Ernährungssicherheit: Agroindustrie? Ökoliberalisierung? Beides falsch!

Nr. 11 –

Die Basis war unzufrieden. Der Schweizerische Bauernverband (SBV) musste darauf reagieren und tat, was man in der Schweiz gerne tut: Er lancierte eine Volksinitiative. Die Basis sammelte 2014 in kurzer Zeit fast 150 000 Unterschriften dafür. Viele verstanden die extrem vage formulierte Initiative für Ernährungssicherheit als Forderung, die landwirtschaftliche Produktion stärker zu subventionieren und ökologische Standards zurückzufahren. Explizit stand das allerdings nicht im Text (siehe WOZ Nr. 11/2016 ). Die Initiative kam im Nationalrat gut an, nicht aber im Ständerat. Dieser arbeitete einen Gegenvorschlag aus, dem nun beide Räte zustimmten. Allerdings ist er noch offener formuliert als die Initiative: Der Bund soll unter anderem Voraussetzungen schaffen für «grenzüberschreitende Handelsbeziehungen, die zur nachhaltigen Land- und Ernährungswirtschaft beitragen». Was bedeutet das? Eine weitere Handelsliberalisierung? Diese Frage wird noch für Streit sorgen. Trotzdem jubelt SBV-Präsident Markus Ritter. Der SBV hat seine Initiative am Dienstag zurückgezogen.

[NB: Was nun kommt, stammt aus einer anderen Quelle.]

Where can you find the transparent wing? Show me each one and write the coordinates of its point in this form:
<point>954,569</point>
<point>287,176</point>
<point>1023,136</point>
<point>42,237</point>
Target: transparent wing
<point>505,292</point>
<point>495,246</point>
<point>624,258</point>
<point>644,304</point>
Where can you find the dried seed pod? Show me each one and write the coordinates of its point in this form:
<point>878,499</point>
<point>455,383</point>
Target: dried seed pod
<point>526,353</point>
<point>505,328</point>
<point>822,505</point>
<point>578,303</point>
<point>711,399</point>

Die Mediendebatte zum Thema war so undifferenziert wie die meisten Agrardiskussionen der letzten Jahre. Die einen, etwa Raphael Bühlmann vom «Schweizer Bauern», fordern eine industriell-intensive Produktion – und blenden aus, dass die «Ernährungssicherheit», die sie propagieren, extrem abhängig von Importen ist: von Futter, Öl, Dünger und Pestiziden aus dem Ausland. Und dass die Tiermast, die sie keinesfalls einschränken wollen, mehr Kalorien vernichtet, als sie produziert. Doch auch ihre GegnerInnen wie etwa SP-Ökonom Rudolf Strahm, die auf Ökologie und Liberalisierung gleichzeitig setzen, sind kurzsichtig: Totale Marktöffnung führt zu Verdrängungskämpfen, einem enormen Druck auf Menschen, Tiere und Umwelt und zu noch mehr sinnlosen Transporten. Das Rennen nach dem billigsten Produkt schafft GewinnerInnen bei den Agrokonzernen und viele VerliererInnen bei den LandwirtInnen.

Zu hoffen bleibt, dass die Debatte spannender wird, wenn die Abstimmung über die Initiative für Ernährungssouveränität der Gewerkschaft Uniterre näher rückt. Denn sie verweigert sich diesem falschen Entweder-oder.